Retired Supreme Court of Canada Justice Ian Binnie was chair of a committee dealing with Section 35 rights and saw the impact of the Penner Report.
“This is a kind of a bombshell that blows apart existing discussions,” says Binnie. “I think from 1984 onwards it was the big item but not so much before.”
APTN receives, almost daily, many grassroots complaints and concerns by email, telephone and social media.
First Nation citizens living both on and off reserve often fear repercussions for speaking out.
Rachel Snow is being sued for defamation by the Chiniki Band of the Stoney Nation. She is a member of the Wesley band of the same nation.
The lawsuit was launched in 2018 over social media comments Snow made about proposed development that was later struck down by a referendum.
The lawsuit is still ongoing as of March 2021.
APTN reached Brian Evans, CEO of the Chiniki Band, who declined comment because the matter is still before the courts.

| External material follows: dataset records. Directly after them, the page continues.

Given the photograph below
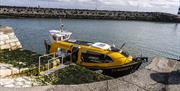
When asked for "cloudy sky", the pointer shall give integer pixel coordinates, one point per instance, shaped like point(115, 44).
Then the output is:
point(170, 6)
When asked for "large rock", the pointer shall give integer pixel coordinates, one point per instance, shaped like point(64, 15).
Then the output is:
point(161, 64)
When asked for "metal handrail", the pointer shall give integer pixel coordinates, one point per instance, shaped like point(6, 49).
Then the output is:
point(53, 59)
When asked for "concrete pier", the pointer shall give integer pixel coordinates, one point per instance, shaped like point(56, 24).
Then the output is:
point(36, 12)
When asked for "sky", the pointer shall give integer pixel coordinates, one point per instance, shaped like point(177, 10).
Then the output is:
point(169, 6)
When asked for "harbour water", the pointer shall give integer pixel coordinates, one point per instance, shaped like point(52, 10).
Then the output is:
point(147, 38)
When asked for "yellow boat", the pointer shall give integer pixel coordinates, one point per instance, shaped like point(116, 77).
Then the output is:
point(94, 56)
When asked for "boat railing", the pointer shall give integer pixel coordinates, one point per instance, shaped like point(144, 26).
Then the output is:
point(45, 55)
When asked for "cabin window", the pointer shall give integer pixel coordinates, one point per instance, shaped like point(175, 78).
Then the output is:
point(93, 57)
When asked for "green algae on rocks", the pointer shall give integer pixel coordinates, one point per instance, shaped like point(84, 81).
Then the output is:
point(73, 74)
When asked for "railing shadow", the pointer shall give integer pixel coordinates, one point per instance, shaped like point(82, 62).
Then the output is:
point(170, 78)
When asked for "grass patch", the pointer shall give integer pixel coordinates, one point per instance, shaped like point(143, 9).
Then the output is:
point(73, 74)
point(20, 58)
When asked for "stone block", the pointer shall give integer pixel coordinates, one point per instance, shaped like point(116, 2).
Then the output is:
point(4, 37)
point(118, 85)
point(147, 79)
point(8, 41)
point(6, 46)
point(13, 44)
point(2, 42)
point(14, 40)
point(18, 43)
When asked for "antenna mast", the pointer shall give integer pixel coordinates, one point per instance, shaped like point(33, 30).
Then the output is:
point(61, 25)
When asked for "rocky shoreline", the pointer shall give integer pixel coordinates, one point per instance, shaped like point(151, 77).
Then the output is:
point(37, 12)
point(161, 75)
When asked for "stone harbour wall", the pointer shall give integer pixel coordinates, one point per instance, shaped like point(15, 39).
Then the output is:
point(162, 74)
point(39, 12)
point(8, 39)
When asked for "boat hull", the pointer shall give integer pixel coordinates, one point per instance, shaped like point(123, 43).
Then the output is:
point(122, 70)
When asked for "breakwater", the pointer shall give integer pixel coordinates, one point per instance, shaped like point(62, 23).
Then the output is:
point(8, 39)
point(37, 12)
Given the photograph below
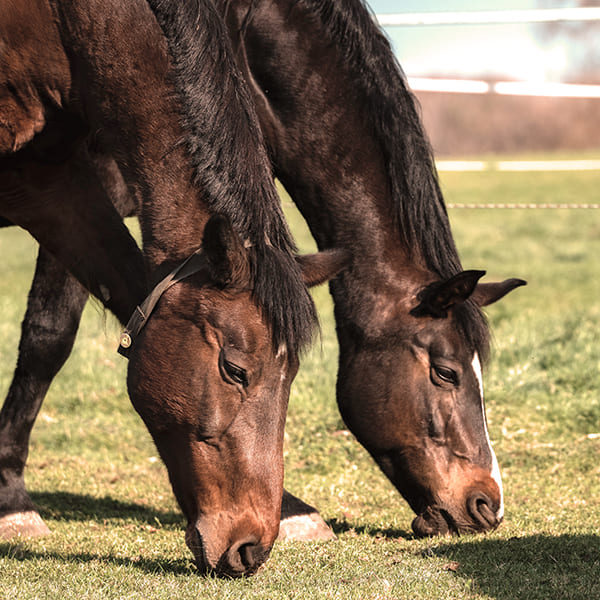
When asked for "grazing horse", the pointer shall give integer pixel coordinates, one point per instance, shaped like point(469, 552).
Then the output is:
point(345, 138)
point(346, 141)
point(210, 369)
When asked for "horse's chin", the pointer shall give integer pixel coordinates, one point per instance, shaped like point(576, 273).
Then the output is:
point(435, 520)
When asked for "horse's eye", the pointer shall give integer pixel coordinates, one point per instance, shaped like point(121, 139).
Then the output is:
point(445, 374)
point(233, 372)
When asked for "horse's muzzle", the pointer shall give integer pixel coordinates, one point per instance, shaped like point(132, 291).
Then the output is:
point(241, 558)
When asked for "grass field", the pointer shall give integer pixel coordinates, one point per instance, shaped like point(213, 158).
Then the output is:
point(117, 532)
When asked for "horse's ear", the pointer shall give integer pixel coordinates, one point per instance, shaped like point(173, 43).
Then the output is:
point(440, 297)
point(225, 252)
point(320, 267)
point(488, 293)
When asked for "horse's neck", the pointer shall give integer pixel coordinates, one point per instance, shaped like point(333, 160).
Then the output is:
point(325, 151)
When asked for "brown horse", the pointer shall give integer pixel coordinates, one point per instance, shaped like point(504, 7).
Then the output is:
point(346, 141)
point(210, 371)
point(406, 314)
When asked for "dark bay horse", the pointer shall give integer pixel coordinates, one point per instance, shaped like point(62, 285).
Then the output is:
point(346, 140)
point(210, 371)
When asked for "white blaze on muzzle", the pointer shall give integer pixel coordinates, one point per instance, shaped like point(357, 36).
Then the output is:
point(495, 467)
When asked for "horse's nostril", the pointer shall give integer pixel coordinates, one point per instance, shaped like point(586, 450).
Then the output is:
point(480, 508)
point(242, 558)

Criticizing government is part of democracy and the Canadian courts have ruled that governments cannot sue citizens. On previous occasions, for example, in Niagara Peninsula Conservation Authority (NPCA) v. Smith, 2017, the court says Smith, who criticized the NPCA, was engaged in communication on a matter related to public interest.
The court says, “It is a body funded by public money. Its action or inaction in its sphere of responsibility can affect the public welfare.”
Whether this extends to First Nation governments is uncertain.
A lawsuit is an extreme measure but some band members claim repercussions may also be denial of services, delays in delivery of services, or sometimes uncomfortable or violent confrontations.
Crookedneck speaks to community members back home often and hears of similar situations.
“I have Elders phoning me. I have friends phoning me [saying] ‘I’ve been fired, what do I do now?’” she says. “And I will say don’t lose hope, just do what you need to do to keep going.”
Although accountability is elusive in some First Nation communities, it isn’t necessarily a widespread problem.
First Nations with self-government agreements or modern treaties often have democratic mechanisms built into that agreement.
Bands that opt to use a custom election code may also have appeal and complaint processes developed. But a reserve that chooses to follow the Indian Act rules leaves their citizens looking towards Ottawa.
Sometimes the courts are used by grassroots people but can be expensive.
“The courts are not the only place justice can be done. And, in fact, the way the system operates now it works a procedural injustice against people who don’t have that kind of money,” Binnie says.
Borrows says modern solutions can come from traditional inspiration.
“We could create dispute resolution structures, that is tribal courts or peacemaking courts,” he says. “So that if there’s a disagreement within our community, we could go to our own laws, go to our own processes, our principles, to be able to get this done.”